Proviseur du lycée bilingue de Mimboman, dans la ville de Yaoundé, Mme Belinga Florine a eu gain de cause dans le procès qu’elle a intenté à l’Etat il y a six ans. L’affaire a connu son dénouement le 16 octobre 2018 au Tribunal administratif de Yaoundé. La proviseure attaquait une décision conjointe des ministres en charge des Finances (Minfi), des Enseignements secondaires (Minesec) et de l’Education de base (Minedub), un arrêté daté du 17 août 2011.

Les chefs de ces départements ministériels, avaient pris cet acte conjoint à l’encontre de plusieurs chefs d’établissement d’enseignement secondaire au rang desquels la plaignante. Ces ministres leur imputaient des faits de «contrefaçon des timbres fiscaux et atteintes aux garanties de l’Etat». Les timbres fiscaux querellés avaient été apposés sur des fiches de candidature de leurs élèves postulants aux examens officiels, session 2011. Florine Belinga contestait ces charges.

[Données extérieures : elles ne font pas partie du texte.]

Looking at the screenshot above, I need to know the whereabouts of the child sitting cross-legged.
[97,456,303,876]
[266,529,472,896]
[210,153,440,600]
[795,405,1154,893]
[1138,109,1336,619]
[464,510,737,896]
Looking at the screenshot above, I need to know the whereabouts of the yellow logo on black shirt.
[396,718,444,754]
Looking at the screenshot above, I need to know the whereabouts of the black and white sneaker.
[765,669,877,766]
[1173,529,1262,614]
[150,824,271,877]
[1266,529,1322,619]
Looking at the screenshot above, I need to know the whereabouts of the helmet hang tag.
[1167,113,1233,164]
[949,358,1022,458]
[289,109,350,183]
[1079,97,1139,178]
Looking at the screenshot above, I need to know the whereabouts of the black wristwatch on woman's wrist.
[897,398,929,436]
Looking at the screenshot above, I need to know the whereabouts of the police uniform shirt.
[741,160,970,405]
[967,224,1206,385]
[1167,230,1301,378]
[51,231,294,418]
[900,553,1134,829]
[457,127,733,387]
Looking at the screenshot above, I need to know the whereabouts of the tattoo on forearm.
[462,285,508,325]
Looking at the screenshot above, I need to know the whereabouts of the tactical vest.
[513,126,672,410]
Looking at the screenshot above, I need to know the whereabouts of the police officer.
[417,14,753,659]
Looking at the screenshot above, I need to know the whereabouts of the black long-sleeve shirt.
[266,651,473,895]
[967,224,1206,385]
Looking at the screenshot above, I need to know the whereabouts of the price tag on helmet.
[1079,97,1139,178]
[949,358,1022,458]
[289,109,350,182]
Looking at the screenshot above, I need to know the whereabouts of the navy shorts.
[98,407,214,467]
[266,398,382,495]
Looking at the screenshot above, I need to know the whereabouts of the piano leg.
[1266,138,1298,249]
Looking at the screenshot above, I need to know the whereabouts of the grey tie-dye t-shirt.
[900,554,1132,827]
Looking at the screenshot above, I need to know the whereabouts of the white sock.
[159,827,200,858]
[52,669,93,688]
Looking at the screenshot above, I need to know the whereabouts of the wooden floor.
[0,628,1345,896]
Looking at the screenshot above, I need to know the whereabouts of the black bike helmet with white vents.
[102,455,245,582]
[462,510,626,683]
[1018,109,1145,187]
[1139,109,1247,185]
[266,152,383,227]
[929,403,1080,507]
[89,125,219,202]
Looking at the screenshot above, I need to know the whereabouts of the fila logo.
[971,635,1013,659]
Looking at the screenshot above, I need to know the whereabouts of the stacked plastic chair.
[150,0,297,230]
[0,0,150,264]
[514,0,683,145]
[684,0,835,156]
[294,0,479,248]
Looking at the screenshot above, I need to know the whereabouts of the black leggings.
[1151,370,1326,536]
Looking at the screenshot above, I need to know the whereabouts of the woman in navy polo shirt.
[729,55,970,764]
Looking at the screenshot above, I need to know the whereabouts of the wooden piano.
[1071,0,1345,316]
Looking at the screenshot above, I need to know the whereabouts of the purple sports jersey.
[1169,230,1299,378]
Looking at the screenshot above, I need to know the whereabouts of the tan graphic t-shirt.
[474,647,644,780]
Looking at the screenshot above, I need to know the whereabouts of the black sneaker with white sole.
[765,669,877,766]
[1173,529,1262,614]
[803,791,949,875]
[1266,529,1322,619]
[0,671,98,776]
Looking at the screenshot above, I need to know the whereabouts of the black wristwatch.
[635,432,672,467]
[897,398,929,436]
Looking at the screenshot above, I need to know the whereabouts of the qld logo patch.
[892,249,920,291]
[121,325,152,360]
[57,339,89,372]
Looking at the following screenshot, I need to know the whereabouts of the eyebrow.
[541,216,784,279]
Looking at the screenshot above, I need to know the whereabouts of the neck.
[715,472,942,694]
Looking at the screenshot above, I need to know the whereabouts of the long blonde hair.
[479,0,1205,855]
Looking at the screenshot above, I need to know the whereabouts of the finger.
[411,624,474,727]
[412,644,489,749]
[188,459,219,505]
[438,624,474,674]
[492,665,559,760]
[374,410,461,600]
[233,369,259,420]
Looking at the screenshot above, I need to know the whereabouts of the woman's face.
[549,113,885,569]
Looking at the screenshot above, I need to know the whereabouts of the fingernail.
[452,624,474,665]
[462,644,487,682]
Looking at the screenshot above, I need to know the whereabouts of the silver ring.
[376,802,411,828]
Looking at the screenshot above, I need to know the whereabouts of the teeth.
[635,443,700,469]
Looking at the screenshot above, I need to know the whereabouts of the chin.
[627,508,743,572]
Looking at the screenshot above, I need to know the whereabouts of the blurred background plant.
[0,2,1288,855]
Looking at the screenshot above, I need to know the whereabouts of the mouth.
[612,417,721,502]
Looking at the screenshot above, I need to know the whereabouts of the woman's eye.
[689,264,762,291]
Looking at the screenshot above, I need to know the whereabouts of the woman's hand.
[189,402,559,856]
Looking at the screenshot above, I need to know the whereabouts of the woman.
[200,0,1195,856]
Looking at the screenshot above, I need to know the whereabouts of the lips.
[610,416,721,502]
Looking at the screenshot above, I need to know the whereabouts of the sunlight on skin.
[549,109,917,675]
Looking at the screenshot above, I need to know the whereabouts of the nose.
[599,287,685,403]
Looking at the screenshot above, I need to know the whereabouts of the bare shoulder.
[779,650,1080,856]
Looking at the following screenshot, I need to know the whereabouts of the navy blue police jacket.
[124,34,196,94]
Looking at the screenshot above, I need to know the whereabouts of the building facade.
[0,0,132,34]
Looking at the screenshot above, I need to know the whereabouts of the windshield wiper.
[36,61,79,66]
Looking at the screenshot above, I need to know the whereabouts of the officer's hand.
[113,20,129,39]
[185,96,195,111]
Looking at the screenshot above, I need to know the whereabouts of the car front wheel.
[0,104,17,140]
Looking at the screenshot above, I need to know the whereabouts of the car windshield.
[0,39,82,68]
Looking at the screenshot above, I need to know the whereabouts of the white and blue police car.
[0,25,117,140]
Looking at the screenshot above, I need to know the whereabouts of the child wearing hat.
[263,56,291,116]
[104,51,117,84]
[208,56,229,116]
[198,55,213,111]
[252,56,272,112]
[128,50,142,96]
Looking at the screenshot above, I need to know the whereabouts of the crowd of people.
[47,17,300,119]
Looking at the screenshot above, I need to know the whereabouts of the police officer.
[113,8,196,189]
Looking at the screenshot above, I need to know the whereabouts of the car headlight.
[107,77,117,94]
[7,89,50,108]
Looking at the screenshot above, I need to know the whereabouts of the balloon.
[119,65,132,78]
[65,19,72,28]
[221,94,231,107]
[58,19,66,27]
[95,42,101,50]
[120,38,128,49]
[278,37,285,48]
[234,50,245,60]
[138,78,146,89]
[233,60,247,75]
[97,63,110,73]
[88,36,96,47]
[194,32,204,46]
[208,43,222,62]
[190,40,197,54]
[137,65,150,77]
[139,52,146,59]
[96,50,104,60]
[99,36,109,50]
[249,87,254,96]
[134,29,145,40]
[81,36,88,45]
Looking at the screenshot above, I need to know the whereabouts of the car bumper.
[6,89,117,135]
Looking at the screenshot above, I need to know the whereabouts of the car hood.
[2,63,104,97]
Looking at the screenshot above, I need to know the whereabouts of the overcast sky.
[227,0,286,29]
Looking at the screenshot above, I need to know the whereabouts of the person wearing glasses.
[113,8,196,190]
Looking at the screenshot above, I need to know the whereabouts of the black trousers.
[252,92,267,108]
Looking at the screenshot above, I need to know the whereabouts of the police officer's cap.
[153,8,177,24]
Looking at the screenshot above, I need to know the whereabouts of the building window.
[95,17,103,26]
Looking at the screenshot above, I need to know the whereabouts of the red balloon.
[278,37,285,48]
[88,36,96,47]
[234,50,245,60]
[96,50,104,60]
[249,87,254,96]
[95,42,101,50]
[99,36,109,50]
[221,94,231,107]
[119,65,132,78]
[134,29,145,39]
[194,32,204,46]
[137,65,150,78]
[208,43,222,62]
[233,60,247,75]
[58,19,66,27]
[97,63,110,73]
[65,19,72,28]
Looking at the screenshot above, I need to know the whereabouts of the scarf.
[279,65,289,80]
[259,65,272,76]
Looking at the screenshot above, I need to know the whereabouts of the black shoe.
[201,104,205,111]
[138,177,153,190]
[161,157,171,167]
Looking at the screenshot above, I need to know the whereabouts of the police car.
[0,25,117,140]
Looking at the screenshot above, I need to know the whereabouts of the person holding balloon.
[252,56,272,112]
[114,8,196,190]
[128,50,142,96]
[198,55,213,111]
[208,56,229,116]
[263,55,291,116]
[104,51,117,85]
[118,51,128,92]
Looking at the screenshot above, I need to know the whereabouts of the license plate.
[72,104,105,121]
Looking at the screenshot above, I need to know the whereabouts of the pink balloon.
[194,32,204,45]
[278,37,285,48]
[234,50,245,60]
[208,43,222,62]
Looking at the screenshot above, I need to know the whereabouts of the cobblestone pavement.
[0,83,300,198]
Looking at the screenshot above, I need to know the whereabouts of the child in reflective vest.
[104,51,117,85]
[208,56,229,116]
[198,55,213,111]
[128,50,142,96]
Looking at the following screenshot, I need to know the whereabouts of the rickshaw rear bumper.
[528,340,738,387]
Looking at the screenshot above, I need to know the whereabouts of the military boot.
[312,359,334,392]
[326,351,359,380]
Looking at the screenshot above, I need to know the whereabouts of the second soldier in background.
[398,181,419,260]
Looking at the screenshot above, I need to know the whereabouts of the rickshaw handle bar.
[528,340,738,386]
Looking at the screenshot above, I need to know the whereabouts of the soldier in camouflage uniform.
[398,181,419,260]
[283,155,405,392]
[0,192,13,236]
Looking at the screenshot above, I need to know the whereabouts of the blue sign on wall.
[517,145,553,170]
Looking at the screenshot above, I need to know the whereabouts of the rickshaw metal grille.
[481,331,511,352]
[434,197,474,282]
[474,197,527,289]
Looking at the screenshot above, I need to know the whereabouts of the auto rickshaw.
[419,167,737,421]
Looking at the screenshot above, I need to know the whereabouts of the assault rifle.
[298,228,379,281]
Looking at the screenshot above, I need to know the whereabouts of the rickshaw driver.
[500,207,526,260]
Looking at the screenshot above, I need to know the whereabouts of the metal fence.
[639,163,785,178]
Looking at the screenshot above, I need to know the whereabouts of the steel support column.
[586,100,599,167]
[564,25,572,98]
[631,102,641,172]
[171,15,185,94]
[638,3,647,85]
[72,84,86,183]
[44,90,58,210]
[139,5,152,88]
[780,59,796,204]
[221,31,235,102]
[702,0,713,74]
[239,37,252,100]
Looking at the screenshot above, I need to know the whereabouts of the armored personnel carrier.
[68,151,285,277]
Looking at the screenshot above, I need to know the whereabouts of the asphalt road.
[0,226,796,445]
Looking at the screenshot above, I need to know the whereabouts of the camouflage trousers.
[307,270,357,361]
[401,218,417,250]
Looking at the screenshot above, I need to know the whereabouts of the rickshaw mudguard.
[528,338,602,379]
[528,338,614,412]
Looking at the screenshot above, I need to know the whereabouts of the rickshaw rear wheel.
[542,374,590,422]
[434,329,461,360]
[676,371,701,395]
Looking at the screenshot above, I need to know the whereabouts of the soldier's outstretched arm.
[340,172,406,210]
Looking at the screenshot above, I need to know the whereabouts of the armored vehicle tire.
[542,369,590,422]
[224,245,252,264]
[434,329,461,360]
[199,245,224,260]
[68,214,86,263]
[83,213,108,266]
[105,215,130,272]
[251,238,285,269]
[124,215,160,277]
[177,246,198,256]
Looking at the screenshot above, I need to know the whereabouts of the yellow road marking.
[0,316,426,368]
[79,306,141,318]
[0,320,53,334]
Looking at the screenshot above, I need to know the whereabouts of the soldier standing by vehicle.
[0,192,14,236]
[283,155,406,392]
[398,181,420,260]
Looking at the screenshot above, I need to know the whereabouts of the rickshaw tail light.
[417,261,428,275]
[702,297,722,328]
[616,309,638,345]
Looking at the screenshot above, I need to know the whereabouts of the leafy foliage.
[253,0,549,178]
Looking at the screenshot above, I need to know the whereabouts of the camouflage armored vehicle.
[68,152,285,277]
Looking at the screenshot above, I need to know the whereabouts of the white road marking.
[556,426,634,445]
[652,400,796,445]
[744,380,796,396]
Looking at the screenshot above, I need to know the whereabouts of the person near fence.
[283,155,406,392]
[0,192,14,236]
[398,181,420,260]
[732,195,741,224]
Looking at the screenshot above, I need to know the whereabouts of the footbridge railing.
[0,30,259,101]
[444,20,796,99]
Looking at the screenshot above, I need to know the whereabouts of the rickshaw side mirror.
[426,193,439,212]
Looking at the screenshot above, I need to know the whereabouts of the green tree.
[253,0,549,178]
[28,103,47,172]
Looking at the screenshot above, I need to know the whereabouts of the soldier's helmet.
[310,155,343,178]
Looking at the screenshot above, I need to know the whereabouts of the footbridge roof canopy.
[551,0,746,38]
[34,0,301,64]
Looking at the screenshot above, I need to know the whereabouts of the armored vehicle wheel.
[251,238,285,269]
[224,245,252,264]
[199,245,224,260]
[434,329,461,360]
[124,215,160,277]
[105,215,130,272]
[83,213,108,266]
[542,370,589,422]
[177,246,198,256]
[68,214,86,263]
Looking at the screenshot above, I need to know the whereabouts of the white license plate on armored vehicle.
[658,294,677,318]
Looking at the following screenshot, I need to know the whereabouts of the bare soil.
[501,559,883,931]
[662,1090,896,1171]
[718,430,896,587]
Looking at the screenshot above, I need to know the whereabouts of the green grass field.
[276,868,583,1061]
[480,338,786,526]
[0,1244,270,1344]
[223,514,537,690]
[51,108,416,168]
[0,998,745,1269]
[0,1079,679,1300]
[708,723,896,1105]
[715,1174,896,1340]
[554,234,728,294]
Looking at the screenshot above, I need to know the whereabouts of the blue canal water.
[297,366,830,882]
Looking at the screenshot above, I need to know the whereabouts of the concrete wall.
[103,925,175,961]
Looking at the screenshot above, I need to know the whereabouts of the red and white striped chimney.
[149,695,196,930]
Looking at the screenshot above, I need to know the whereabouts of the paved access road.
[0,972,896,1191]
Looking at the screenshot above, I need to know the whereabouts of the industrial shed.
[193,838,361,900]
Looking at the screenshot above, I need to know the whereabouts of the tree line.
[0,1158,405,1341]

D’après sa plainte revisitée au cours de l’audience consacrée à l’affaire la semaine dernière, c’est dans un communiqué publié dans les colonnes du quotidien Cameroon tribune du 31 août 2011 que la chef d’établissement a appris qu’elle s’est rendue coupable de présentation auprès de l’Office du Baccalauréat du Cameroun (OBC), du Minesec et du Minedub, de fiches de candidature parsemées de faux timbres. Sans lui donner la possibilité de s’en expliquer, l’arrêté conjoint du 17 août 2011 qui ne lui avait pas encore été communiqué a matérialisé l’accusation et ordonné la réparation du préjudice sous huitaine. Elle avait été sommée de reverser aux services du Minfi, 1,161 million de francs sans préjudice de poursuites pénales.

Recours tardif

L’enseignante qui a comparu devant la barre a déclaré qu’à l’issue de deux séances de travail, plusieurs indications pratiques ont été données aux chefs d’établissement, relatives à l’organisation de la collecte et du reversement des frais de timbres fiscaux, qui devaient figurer sur les fiches de candidature. Selon madame Belinga, il était prévu que les agents des Finances se rendent sur place dans les centres d’examen suivant un calendrier préétabli, afin de procéder sur place au timbrage des fiches de candidature. Seulement, aucun d’eux n’était disposé à effectuer le déplacement.

Le chef d’établissement va alors dépêcher ses collaborateurs à la perception de Yaoundé 5, service du Minfi situé au quartier Nkolmesseng, pour faire procéder audit timbrage. Ce n’est que plusieurs mois après que l’OBC va découvrir la présence de timbres contrefaits sur les fiches présentées par son établissement. Interpellé par le tribunal, le Minesec juge la requête du proviseur irrecevable. L'information claire et nette. L’administration soutient que son recours gracieux préalable a été introduit tardivement.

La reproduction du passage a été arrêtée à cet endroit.